Its incredibly tempting to start this review with one long run-on
sentence, with plenty of punctuation, but no periods, and particularly
not apostrophes when youre dealing with words like "dont," but I find
refraining from apostrophes incredibly difficult and everything I've
written just looks wrong (but this is a hypnotic writing style after
you've - dammit! - read it for a while, and to me, sounds like a horse's
- I give up! - gallop, although I did find it slightly irritating that
every single narrator (there are at least four) has exactly the same
long sentences and cadence, which does seem to strain credulity, yet
once you get sucked into the writing, it's hard to extricate yourself.)
And that's enough of that. I'm sure I'm not the first reviewer to try that gimmick.
Ah, paragraph breaks, how I've missed you.
It
took me quite a while to figure out what I thought of this book, and
I'm still not entirely sure.
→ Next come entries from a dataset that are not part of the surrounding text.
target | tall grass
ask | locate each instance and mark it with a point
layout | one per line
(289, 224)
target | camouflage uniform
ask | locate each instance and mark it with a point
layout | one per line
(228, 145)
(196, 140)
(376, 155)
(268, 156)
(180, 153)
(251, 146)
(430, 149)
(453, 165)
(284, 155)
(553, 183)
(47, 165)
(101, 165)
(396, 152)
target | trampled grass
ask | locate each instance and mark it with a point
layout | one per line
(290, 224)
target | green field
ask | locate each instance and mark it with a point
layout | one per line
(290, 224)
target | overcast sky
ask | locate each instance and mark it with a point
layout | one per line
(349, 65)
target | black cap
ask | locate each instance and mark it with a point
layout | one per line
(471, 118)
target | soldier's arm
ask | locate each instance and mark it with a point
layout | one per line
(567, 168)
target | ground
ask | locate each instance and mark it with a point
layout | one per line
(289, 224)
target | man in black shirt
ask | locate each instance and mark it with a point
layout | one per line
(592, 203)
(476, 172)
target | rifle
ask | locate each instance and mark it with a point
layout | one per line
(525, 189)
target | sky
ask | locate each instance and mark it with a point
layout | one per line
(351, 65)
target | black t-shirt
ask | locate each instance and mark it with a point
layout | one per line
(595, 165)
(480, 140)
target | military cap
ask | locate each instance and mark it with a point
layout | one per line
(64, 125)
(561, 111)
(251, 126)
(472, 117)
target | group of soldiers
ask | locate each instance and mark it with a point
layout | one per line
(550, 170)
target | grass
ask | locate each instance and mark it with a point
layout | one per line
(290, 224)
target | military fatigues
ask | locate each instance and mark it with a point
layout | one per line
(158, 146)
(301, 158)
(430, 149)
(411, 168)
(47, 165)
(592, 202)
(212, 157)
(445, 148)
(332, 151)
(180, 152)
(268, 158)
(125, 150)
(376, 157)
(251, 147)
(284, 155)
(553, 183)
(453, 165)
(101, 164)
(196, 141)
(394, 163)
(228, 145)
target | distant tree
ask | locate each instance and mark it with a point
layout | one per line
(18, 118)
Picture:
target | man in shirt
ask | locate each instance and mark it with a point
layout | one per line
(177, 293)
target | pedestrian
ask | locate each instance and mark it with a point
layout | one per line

The race and miscegenation issues often
made me uncomfortable. This book is obviously exactly what it is,
though, and I'm loath to dismiss all of a certain genre of Southern
literature, although I am also not willing to give it a free pass. This
book is often and overtly racist and misogynist.
What finally
really caught and held my attention was the realization of how much this
is actually a book about storytelling. As I said, it switches narrators
at different parts of the book, and few of them are telling a story
they actually observed. Instead, they know the bare bones of what
happened, and construct a narrative of what, to them, must have
happened. Then, a detail that reframes the entire previous story will
be revealed, and someone else will take up the tale. In doing so, the
various narrators construct elaborate scenes and characters, and give to
them detail and life and quirks, without ever knowing if those scenes
occurred, if those characters existed, if anything remotely like what
they imagine must have happened did happen.
And so, in a way,
instead of being about what happened, it is a story about how people
tell stories, about how they make them satisfying to themselves, how
stories are constructed and communicated, and how much can be
embellished in the telling.
It is also, unmistakably, a story of
male desire. The women in the story are mostly ciphers, and even when
they want something, they are very rarely given any agency around it,
any ability to do anything that might change this story of men. Instead,
this story is about men wanting fathers, sons, land, and other men. It
is about desires spoken and unspoken, communicated, withheld, and
transferred.
All the Sutpens are broiling cauldrons of desire,
and for the most part, unattainable desire, or desire briefly won and
then lost. And the sins of the father are brought upon the son(s), and
spell doom in the end. There is an inexorableness about this book.
And
yet, the cry that names the book is a bit of a puzzlement for me. It is
a biblical cry of a father mourning for a lost son, a heartwrenching
expression of loss. And yet, the father figure in the book seems more
interested in the idea of a son than he does in the individual.